The Hermitage Of St John Redcliffe

At the bottom of Redcliffe Hill on the Western side of the roundabout is a small park - which in 1665 was granted to the Society of Friends (Quakers) by King Charles II as a burial ground. Towards the rear of the park, partially obscured by trees and shrubbery is a cliff face and in this face is a small archway which leads to a small cave hewn out of the red sandstone. This cave is known as St John’s Hermitage, where in 1346 Thomas Lord Berkeley placed John Sparkes, a Hermit, to pray for him and his family. This small cave was still inhabited in 1648 and on the right hand side of the chamber is a memorial tablet - "Here Lyeth the Body of Christopher the Monk or Christopher Birrchhead of this city Marriner who died the 16 Day of the 8th month in 1669."


Behind the green door (now a barred gate) of the Hermitage is a 12 foot diameter cavern some 8 feet high with a rough seat carved in the red sandstone. It is the first reference to the caves 1346!

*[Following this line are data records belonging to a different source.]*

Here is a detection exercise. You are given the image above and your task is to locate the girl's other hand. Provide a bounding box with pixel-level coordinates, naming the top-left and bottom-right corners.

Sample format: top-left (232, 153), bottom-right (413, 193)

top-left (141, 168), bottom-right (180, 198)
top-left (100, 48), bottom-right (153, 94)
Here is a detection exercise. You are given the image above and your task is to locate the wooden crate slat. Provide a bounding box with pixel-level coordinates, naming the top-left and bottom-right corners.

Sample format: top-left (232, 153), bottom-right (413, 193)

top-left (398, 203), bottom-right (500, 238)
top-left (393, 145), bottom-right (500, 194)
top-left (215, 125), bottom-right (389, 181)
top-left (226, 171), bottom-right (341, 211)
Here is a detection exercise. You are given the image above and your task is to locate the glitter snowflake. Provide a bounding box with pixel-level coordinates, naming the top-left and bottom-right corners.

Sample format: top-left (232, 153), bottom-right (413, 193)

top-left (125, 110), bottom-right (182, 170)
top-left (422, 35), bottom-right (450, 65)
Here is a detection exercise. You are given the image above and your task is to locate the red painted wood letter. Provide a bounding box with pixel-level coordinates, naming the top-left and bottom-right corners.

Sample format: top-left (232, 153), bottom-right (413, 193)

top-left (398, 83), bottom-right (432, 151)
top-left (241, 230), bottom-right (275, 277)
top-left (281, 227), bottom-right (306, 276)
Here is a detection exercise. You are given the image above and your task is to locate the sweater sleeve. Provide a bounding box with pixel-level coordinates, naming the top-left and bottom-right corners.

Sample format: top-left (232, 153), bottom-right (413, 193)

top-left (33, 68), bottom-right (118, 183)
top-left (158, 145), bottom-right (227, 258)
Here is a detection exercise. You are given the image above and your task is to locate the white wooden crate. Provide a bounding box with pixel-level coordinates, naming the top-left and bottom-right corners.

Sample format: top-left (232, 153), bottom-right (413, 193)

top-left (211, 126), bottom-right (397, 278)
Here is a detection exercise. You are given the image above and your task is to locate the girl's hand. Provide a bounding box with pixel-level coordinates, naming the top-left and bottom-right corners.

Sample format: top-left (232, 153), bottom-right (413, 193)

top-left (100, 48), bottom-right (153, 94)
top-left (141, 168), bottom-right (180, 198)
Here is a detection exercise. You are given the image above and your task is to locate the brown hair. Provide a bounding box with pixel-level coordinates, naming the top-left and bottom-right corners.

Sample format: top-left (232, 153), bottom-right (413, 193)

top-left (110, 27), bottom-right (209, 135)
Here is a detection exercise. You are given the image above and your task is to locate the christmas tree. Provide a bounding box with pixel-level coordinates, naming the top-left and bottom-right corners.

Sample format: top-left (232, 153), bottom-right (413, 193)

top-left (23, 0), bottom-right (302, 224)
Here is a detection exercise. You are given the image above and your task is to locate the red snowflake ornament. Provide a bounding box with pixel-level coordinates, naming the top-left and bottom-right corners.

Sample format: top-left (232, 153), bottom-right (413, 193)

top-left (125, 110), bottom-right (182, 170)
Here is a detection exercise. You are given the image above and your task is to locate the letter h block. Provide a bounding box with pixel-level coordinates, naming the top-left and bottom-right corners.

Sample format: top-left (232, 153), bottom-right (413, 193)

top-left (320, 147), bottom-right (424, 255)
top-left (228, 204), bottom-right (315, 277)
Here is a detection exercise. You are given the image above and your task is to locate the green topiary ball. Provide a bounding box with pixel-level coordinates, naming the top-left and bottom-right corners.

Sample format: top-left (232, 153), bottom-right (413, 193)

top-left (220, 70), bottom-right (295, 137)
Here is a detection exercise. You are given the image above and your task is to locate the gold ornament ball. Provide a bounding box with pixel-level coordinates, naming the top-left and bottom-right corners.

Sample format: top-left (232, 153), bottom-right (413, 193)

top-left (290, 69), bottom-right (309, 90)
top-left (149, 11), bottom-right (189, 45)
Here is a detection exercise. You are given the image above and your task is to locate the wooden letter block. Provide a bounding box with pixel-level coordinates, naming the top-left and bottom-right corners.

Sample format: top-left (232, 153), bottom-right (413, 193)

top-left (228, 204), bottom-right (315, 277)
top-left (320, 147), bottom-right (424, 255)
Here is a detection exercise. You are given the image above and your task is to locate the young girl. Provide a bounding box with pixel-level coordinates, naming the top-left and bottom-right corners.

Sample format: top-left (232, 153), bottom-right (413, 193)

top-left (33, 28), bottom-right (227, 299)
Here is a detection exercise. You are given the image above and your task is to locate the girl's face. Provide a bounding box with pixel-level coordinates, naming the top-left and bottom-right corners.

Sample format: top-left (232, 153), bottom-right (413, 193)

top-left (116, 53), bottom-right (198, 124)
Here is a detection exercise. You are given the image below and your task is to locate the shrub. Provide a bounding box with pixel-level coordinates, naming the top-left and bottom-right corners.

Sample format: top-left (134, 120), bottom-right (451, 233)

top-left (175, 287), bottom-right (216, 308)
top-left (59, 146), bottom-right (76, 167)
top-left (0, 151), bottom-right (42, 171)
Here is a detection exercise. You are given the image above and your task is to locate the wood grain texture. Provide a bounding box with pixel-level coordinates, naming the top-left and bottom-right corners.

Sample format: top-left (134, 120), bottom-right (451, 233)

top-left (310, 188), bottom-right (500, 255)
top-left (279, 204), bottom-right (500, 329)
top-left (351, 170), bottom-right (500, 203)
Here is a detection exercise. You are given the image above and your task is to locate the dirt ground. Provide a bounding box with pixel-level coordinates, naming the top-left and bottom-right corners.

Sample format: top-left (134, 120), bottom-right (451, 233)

We now move on to the late 1960’s and it is decided to build a Pub on Redcliffe Parade, in fact directly above the caves The Merchant Venturer now called the Colosseum. As usual in the construction of a building the first task was to dig the foundations. To their surprise they found the caves! To make good involved drilling eight large holes and filling them with concrete to form a stable foundation for the pub. So you look through the little grill window into the 1346 Hermitage and you see the Old Quaker gravestones on the floor and the late 1960’s concrete ruining this antiquity.